I was just watching the hilarious movie Johnny Dangerously, and there’s a scene where Joe Piscopo’s character parks his car in a spot and his passenger says, “this is a handicapped spot!” To which he responds, “I have a handicap. I’m psychotic.” The movie is set in the 30s. It got me thinking, “did they have handicapped spots back then? When did they first have handicapped parking?”
If I had to take a wild guess, I’d say the 70s. No specific reason, it just seems right to me. How far off the mark am I?
Speaking only about the US, newspaper accounts show about 1974. But since this was not a National thing until 1990, it was instituted piecemeal by Cities and States. But I’ll keep looking.

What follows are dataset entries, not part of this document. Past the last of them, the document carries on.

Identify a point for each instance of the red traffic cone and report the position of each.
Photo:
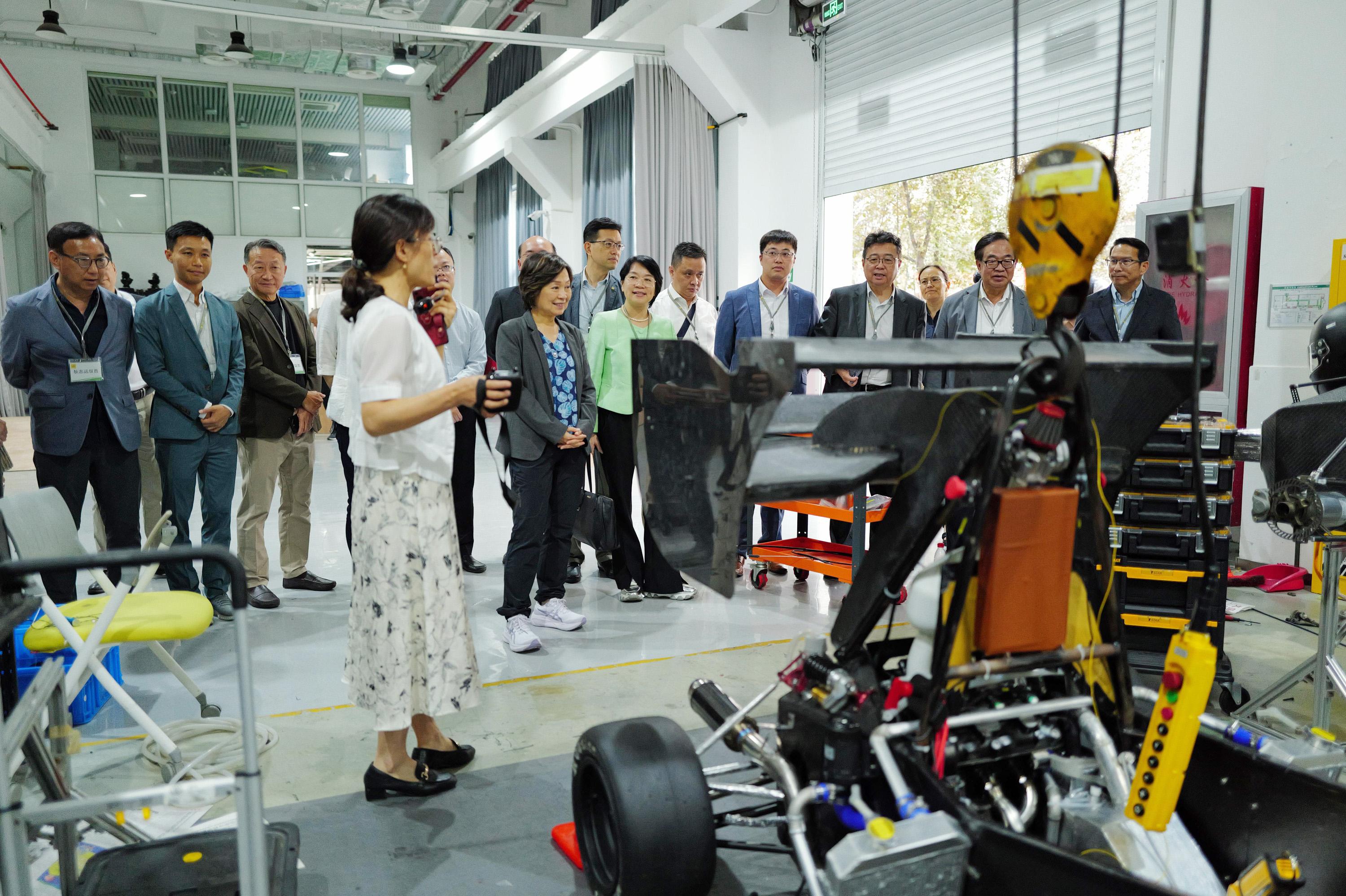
(570, 845)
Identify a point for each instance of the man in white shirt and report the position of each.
(151, 490)
(692, 318)
(192, 352)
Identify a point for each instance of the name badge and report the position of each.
(87, 371)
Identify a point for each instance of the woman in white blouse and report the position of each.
(410, 653)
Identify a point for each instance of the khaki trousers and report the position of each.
(290, 458)
(151, 489)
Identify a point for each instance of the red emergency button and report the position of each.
(955, 489)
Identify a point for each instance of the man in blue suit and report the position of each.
(776, 309)
(69, 344)
(192, 353)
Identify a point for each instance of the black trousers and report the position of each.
(465, 478)
(115, 475)
(647, 569)
(547, 497)
(348, 468)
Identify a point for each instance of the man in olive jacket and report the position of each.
(276, 423)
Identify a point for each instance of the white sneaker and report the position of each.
(555, 614)
(520, 637)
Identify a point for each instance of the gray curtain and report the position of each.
(601, 10)
(512, 69)
(673, 174)
(494, 258)
(607, 162)
(525, 204)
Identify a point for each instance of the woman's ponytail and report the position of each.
(380, 223)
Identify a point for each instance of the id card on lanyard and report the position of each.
(84, 369)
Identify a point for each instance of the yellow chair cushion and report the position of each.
(153, 615)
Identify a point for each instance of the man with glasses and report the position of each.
(69, 345)
(873, 310)
(776, 309)
(465, 356)
(1128, 309)
(992, 307)
(276, 422)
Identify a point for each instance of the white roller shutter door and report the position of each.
(917, 87)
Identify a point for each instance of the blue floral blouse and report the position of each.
(560, 363)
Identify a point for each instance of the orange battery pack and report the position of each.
(1025, 569)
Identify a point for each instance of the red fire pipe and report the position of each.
(481, 52)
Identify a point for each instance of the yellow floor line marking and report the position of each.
(515, 681)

To add to my post, I can find a 1966 PA. newspaper article showing that the State instituted handicapped license plates, allowing someone to park in a spot for longer than the law allowed. But nothing to indicate that they had the more modern version of a marked space.
Little known fact: the idea of handicapped parking was first conceived in the 1960s in Canada. Spaces were marked with a large letter “G”, which meant “gimp”. However, French-Canadians protested because the letter symbolized an English word. Thus, the wheelchair symbol was born. The symbol was designed in a way to allow easy modification of already-painted “G” spaces, converting the letter into a wheelchair with a few extra lines.
Seriously, the earliest mention of handicapped parking in planning literature that I’ve seen dates back to the early 1970s. Through the 1970s, requirements for compact car spaces and designated handicapped-accessible spaces were increasingly added to local zoning codes. Over time, compact car requirements were silently dropped from most codes, and accessible parking availability became mandated by state and federal law.
AFAIK, no zoning codes that I’m aware of require special parking spaces for pregnant women, senior citizens, and so on.